Basic Operation

Overview

Kemangi takes a plain text file, and process each line of the text as your command.

Plain Text File

A text file that can be opened using basic text editor in your system (Windows: notepad, Linux: gedit, vi, etc). If it shows up cleanly, then it is a plain text file.

Typical plain text file has .txt extension.

To do text preprocessing, you need to supply input file, list of tasks, and output target.

Here is a screenshot of a running Kemangi process to give a better understanding:

_images/running-kemangi.png

Input File

Simply by clicking “Browse” button. Remember that the file must be a plain text. Kemangi can’t process more complex extensions like .doc or .odt.

List of Tasks

You can add several tasks, and Kemangi will run the task in the given order.

To add a task, click “Add task”. A window will appear and you can choose what kind of task to be added.

_images/select-task.png

In general, there are three columns:

  • Left column shows a list of available task, click one to choose.
  • Middle column shows summary of chosen task.
  • Right column shows additional inputs required. You need to supply these inputs if any is required.

To remove a task, click on that task in the list, then click “Remove task”.

To move a task’s order, click on that task in the list, then click “Move up” or “Move down”.

Some tasks may need additional inputs. For example, own stop words removal demands text file containing list of stop words provided by you.

Some tasks may also includes another tasks. For example, stop words removal already includes case folding.

Output Target

Simply by clicking “Browse” button.

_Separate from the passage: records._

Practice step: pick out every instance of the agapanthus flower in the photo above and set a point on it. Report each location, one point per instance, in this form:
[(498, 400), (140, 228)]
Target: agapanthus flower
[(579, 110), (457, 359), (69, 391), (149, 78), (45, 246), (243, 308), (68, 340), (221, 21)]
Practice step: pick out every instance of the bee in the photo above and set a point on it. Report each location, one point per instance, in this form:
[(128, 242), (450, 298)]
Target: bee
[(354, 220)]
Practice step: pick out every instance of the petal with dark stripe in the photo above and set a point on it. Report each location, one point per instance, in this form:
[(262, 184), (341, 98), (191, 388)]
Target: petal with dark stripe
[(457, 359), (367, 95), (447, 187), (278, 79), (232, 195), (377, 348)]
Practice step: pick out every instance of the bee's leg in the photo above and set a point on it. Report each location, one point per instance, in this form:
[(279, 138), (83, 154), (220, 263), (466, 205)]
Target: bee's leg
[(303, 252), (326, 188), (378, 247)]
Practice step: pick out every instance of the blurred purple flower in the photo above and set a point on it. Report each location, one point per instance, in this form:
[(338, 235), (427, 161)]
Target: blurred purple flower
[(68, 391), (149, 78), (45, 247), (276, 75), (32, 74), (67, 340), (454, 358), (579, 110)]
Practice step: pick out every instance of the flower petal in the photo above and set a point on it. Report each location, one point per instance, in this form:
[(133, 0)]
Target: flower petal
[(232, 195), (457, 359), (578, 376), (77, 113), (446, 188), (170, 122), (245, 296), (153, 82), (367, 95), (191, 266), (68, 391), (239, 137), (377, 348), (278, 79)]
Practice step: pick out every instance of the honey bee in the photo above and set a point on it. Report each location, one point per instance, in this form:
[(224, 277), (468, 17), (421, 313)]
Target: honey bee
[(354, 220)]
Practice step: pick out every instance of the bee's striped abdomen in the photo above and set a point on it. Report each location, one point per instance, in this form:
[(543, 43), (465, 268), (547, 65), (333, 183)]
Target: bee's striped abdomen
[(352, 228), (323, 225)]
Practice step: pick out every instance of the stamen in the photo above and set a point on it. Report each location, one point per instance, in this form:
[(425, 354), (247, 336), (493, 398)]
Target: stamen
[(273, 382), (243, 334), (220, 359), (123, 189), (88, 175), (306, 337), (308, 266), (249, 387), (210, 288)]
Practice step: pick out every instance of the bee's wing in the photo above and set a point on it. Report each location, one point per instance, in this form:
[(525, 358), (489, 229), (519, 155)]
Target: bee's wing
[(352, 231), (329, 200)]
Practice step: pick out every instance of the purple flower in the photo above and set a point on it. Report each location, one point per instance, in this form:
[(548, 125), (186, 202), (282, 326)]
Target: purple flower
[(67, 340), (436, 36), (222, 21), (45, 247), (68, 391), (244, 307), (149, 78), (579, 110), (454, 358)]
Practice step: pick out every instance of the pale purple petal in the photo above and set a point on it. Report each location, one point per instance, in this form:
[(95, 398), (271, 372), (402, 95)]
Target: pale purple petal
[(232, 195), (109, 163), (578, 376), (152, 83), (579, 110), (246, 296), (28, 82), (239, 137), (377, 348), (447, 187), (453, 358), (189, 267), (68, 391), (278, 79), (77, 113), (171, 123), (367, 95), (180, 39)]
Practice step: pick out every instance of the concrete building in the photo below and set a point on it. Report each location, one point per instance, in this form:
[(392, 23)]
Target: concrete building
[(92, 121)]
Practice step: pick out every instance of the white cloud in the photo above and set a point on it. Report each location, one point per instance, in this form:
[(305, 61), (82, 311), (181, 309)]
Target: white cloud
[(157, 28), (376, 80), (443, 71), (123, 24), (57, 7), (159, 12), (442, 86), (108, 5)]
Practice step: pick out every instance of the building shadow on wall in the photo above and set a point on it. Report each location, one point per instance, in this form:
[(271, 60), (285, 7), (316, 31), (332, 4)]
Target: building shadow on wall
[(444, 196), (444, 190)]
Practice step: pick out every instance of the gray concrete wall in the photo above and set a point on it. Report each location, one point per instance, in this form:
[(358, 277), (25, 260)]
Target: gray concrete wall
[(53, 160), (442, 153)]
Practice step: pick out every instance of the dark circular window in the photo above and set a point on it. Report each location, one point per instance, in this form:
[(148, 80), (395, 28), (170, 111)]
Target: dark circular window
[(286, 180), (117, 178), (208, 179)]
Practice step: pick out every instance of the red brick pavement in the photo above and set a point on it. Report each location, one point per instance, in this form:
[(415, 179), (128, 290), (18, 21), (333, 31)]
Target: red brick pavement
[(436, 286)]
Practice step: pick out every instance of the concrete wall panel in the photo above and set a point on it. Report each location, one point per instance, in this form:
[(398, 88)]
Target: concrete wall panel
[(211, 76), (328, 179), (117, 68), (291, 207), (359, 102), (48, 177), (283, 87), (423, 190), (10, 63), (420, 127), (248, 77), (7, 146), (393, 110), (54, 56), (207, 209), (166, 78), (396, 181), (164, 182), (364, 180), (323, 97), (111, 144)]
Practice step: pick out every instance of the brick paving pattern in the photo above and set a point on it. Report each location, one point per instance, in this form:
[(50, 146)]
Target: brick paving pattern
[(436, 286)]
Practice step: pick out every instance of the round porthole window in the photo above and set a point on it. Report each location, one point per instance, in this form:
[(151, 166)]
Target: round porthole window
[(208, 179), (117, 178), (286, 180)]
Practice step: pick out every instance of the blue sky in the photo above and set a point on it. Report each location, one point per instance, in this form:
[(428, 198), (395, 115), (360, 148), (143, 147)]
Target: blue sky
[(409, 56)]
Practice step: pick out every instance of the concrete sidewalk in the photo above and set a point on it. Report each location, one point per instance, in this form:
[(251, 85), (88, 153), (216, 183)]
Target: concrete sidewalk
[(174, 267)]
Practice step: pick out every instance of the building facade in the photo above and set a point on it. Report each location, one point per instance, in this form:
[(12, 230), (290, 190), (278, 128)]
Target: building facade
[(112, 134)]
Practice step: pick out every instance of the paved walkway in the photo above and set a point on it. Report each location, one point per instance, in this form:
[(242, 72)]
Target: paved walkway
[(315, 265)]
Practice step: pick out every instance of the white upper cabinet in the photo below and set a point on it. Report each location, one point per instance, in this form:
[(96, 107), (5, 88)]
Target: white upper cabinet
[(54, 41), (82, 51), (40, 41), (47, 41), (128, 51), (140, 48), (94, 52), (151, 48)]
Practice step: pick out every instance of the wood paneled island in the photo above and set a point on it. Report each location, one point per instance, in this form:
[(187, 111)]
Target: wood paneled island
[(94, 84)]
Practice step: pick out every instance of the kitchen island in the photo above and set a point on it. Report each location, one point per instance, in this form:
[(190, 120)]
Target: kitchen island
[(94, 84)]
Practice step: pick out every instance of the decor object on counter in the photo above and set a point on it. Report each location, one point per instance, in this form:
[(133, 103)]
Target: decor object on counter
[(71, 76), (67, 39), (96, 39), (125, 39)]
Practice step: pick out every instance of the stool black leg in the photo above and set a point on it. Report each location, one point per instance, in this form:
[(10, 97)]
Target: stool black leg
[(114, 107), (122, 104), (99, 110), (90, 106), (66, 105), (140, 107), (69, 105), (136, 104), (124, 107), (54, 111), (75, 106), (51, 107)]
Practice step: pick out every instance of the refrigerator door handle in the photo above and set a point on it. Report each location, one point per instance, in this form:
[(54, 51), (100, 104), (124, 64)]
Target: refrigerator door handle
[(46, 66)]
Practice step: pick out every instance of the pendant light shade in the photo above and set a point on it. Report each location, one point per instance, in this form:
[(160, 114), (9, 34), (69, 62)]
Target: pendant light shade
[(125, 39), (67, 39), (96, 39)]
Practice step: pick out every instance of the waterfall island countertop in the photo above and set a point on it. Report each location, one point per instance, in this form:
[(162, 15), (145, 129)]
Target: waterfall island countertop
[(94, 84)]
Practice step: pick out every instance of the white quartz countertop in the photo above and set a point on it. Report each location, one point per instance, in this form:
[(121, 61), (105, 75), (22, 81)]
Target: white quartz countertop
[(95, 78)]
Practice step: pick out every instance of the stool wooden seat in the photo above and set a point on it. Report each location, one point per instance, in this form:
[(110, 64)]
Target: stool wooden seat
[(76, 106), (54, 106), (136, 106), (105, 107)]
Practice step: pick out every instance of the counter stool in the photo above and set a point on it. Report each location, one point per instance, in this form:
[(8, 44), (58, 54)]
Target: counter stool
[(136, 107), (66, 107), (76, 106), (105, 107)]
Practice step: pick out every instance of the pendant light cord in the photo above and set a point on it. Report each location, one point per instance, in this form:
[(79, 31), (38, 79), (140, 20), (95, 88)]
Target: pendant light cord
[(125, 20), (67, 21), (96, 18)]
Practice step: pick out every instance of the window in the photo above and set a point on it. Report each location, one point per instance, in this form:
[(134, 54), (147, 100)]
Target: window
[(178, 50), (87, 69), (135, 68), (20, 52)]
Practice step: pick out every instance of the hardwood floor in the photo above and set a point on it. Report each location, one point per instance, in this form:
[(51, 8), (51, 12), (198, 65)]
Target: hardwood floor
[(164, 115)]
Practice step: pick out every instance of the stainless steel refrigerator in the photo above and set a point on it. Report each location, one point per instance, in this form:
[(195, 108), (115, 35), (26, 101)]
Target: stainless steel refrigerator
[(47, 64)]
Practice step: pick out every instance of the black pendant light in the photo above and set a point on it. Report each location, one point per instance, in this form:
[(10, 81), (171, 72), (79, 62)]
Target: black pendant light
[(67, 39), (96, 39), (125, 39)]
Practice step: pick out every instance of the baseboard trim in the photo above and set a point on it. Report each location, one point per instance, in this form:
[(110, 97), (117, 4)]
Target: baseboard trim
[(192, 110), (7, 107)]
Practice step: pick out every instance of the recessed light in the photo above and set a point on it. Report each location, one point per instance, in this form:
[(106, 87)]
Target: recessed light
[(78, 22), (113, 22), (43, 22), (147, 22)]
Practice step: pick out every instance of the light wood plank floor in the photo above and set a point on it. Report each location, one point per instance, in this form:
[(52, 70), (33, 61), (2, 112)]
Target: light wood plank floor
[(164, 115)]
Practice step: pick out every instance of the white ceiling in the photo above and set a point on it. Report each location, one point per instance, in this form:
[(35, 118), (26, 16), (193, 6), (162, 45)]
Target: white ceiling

Then proceed as if you are going to save a file as usual.

Start Processing

Click the “Start” button and text processing will start.

When unexpected error occurs (required internet, but your connection is lost), Kemangi will print the latest preprocessed text intermediateResult.bak in Kemangi’s directory. It is a plain text file, and you can open it with any basic text editor.

Kemangi also logs its activity in kemangi.log. Log is useful to analyze what is going on when error happens.